Dairy Farm believes that the Tender Offer strikes the right balance between offering shareholders a return of capital and leaving the business prudently financed. The reduction in capital will also have the effect of increasing earnings per Share. The benefits to shareholders, therefore, are that:

· it will offer shareholders a return of value whilst still leaving the Company able to support an increased capital expenditure programme;

· it will enhance earnings per Share, and thereby accelerate a return to dividend payments; and

· it will give shareholders the choice either to sell Shares at a premium to the recent market price or to increase their proportionate stake in the Company by retaining their holdings.

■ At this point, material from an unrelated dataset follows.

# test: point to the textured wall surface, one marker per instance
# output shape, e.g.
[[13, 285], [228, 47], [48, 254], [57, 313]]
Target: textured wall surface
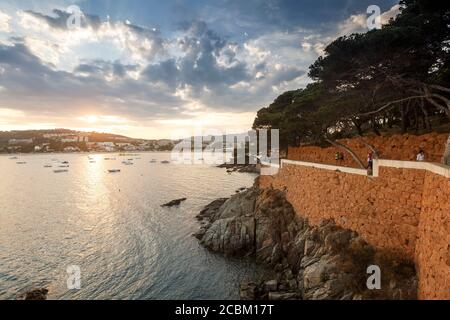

Dairy Farm has no intention of making any further premium tender offer to shareholders in the year ahead.

Further Terms

The Tender Offer will close on 5th April 2002.

Full details of the Tender Offer, including the terms and conditions on which it is being made, are set out in a circular which will be posted to shareholders on 28th February 2002.

The Tender Offer is available to all Registered Shareholders with registered addresses outside Canada, Japan, Malaysia and South Africa. In addition, the Tender Offer will also be available to depositors holding Shares through the CDP scripless system in Singapore. Holders of American Depositary Shares will be required to withdraw the relevant Shares from the US Depositary in order to participate in the Tender Offer.

Jardine Strategic Group

The Directors have been informed that the Jardine Strategic Group has no present intention of tendering its Shares under the Tender Offer in respect of its holding of approximately 1,029 million Shares representing approximately 60.3 per cent. of the currently issued share capital of Dairy Farm.

If 170 million Shares are repurchased, the Jardine Strategic Group's shareholding in Dairy Farm would increase to approximately 66.9 per cent. of the issued share capital of the Company.

Preliminary Results

The announcement of Dairy Farm's preliminary results for the year ended 31st December 2001, which contains an operational review of the Dairy Farm Group businesses for the year 2001 and discusses the outlook for the year 2002, is set out in the circular which will be posted to shareholders on 28th February 2002.

The Dairy Farm Group

Dairy Farm is a leading food and drugstore retailer in the Asia-Pacific Region. As at 31st December 2001, the Dairy Farm Group and its associates operated some 2,200 outlets -

principally supermarkets, hypermarkets, convenience stores, drugstores and restaurants -employed some 58,800 people in the Region and in 2001 had total sales from ongoing operations of some US$4.4 billion. Dairy Farm is a member of the Jardine Matheson Group.